Michael J. Tessler, MD, of Jewish General Hospital in Montreal, and colleagues conducted a study using billing data for anesthesiology procedures performed in British Columbia, Quebec, and Ontario by specialist anesthesiologists <51 years, those aged 51–64 years, and those >65 years of age. These data were compared with information obtained from litigation complaints handled by the Canadian Medical Protective Association, in which anesthesiology procedures were deemed at least partially to blame.

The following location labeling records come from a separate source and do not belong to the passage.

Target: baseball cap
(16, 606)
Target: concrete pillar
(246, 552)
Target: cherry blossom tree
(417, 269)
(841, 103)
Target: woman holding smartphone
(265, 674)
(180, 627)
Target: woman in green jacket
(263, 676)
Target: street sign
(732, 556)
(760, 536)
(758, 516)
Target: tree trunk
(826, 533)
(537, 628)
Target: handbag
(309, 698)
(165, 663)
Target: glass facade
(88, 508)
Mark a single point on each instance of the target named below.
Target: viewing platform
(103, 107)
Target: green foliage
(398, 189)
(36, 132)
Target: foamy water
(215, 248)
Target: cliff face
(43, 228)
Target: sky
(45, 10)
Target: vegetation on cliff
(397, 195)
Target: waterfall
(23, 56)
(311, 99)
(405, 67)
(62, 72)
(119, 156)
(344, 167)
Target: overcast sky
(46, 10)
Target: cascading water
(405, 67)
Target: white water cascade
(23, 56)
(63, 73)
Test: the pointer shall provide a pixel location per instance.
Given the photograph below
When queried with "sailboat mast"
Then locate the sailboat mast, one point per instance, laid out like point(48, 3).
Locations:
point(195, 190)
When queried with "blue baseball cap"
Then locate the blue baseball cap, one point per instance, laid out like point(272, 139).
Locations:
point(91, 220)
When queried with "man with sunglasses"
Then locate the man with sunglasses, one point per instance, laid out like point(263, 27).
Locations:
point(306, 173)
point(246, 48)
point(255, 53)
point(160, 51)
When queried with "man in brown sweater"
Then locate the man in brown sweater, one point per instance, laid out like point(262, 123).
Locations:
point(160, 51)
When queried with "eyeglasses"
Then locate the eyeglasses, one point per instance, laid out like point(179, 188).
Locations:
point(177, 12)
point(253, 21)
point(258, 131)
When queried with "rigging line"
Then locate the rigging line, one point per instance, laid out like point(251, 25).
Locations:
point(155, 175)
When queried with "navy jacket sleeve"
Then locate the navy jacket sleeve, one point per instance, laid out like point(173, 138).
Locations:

Using the younger anesthesiologist group as the reference category, the researchers found that anesthesiologists aged 51–64 years had a litigation rate ratio of 1.15 (95% CI, 0.95–1.38) and those >65 years had a litigation rate ratio of 1.5 (95% CI, 1.11–2.03). Using disability weighted claims, the relative increase in disability was 1.31 for the 51–64-year-old group and 1.94 for the 65+ group.
“We found a higher frequency of litigation and a greater severity of injury in patients treated by anesthesiologists in the 65+ group. The reasons for these findings should become an active field of research,” the authors write.